Évaluation du partenariat pour la démocratie concernant le Parlement de Jordanie

Auteur(s) : Assemblée parlementaire

Origine - Discussion par l’Assemblée le 10 octobre 2017 (31e séance) (voir Doc. 14399 et addendum, rapport de la commission des questions politiques et de la démocratie, rapporteure: Mme Josette Durrieu; et Doc. 14412, avis de la commission des questions juridiques et des droits de l'homme, rapporteur: M. Andrea Rigoni). Texte adopté par l’Assemblée le 10 octobre 2017 (31e séance).

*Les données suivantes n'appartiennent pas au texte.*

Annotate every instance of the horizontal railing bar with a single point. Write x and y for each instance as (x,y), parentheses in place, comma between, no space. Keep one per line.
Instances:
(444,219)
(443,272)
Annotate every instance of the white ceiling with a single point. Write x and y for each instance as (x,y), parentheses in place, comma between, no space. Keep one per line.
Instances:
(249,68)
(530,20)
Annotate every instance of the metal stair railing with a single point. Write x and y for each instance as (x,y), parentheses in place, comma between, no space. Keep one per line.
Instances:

1. Le 26 janvier 2016, l’Assemblée parlementaire adoptait la Résolution 2086 (2016) sur la demande de statut de partenaire pour la démocratie auprès de l’Assemblée parlementaire présentée par le Parlement de Jordanie, par laquelle elle octroyait à celui-ci le statut de partenaire pour la démocratie. Le Parlement de Jordanie est ainsi devenu le quatrième parlement à demander et à se voir attribuer ce statut mis en place par l’Assemblée en 2009 pour développer la coopération institutionnelle avec les parlements d’États voisins du Conseil de l’Europe.
2. En adressant sa demande officielle pour obtenir ce statut, le Parlement de Jordanie a déclaré qu’il partageait les mêmes valeurs que celles défendues par le Conseil de l’Europe et a pris une série d’engagements politiques, conformément à l’article 64.2 du Règlement de l’Assemblée. Ces engagements sont énoncés au paragraphe 3 de la Résolution 2086 (2016).

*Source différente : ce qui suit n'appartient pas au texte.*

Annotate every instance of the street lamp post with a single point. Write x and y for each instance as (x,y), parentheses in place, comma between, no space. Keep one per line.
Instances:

3. En outre, l’Assemblée a estimé, au paragraphe 9 de la résolution susmentionnée, qu’un certain nombre de mesures spécifiques étaient essentielles pour renforcer la démocratie, l’État de droit et le respect des droits de l’homme et des libertés fondamentales en Jordanie. Elle a souligné que l’avancement des réformes était le but principal du partenariat pour la démocratie et constituait le critère d’évaluation de son efficacité.

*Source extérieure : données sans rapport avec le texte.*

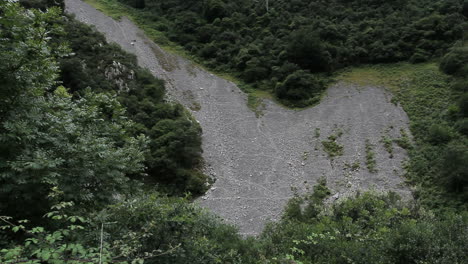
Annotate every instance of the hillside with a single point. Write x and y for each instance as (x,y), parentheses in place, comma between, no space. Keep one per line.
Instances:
(102,147)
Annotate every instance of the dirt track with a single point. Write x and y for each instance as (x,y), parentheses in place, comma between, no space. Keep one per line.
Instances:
(257,161)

4. L’Assemblée juge important que les Jordaniens veuillent moderniser et stabiliser leurs institutions politiques pour se positionner fermement sur la voie démocratique. Elle suit avec attention les réformes constitutionnelles, institutionnelles, politiques et juridiques qui continuent d’être poursuivies en Jordanie, sous l’impulsion du roi Abdallah II, malgré l’instabilité dans la région et aux frontières du pays.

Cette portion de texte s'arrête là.